The answer is: no, we don't know definitively. There are several theories currently, none of which has been conclusively proven and all of which have some merit:

  • that the peoples who eventually evolved into the "Sumerians" of the 4th millennium came from Africa; DNA studies have as yet been inconclusive on that, though there is some good DNA-based evidence that Africans were in the fertile crescent in some form or another in prehistory.

  • linguistic evidence of place-names and geographical features in Mesopotamia suggest an origin in West Asia, but not from the same group(s) that later produced the Semitic and Indo-European language families. This isn't my area of expertise, but I believe it is generally accepted these days that Sumerian was a language isolate which interacted with and influenced Akkadian.

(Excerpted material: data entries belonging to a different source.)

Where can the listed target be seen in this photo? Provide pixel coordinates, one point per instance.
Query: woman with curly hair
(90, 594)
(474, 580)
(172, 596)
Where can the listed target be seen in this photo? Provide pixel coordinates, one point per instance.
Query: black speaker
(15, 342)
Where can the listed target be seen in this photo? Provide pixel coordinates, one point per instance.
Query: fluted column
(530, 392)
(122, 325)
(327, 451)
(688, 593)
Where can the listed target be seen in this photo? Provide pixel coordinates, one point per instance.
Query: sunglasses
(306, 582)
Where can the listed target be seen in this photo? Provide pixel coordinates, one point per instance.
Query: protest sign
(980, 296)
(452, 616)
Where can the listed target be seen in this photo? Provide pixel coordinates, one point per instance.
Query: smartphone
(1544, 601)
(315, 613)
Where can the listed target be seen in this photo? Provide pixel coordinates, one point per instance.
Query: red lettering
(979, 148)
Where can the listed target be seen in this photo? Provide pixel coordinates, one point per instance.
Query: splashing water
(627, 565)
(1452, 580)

  • there is some limited DNA-based evidence to suggest that the "proto-Sumerians" came from the Indus Valley Civilization, related to the Dravidians (I'm not a huge fan of this one, myself; I would expect much more typological continuity in some form or another, be it pottery technology, artistic motif—such as there is in this period—, agricultural profile, anything really; a couple of random bones with DNA markers does not excite me like it does some others)

  • another puts them in association with the Hurrians, and thus from the Caucuses in origin (evidence is pretty thin, in my opinion)

  • yet another connects them with the Arabian bifacial culture, named for hand axe technology. They are purported to have lived on portions of the Arabian coast of the Persian gulf which became submerged at the end of the Ice Age (I don't know anything about this one, myself)

  • last but certainly not least, the simplest and most logical explanation, in my mind: that they derived from the "proto-Euphratean", which in turn derived from the Samarra culture of northern Mesopotamia; they were the first organized society in Mesopotamia and, in their Chalcolithic heyday, demonstrated many of the basic facets of later Neolithic civilizations: social hierarchical organization, long-distance trade, large-scale agriculture and agricultural geography (like draining swamps, constructing terraces, and clearing flora), significant developments in several different industries (metallurgy, leather-working, pottery, textiles, etc).

For this last, see Charles Maisels, The Near East: archaeology in the 'cradle of civilization (Routledge 1993), especially chapters 6, 7, and 9.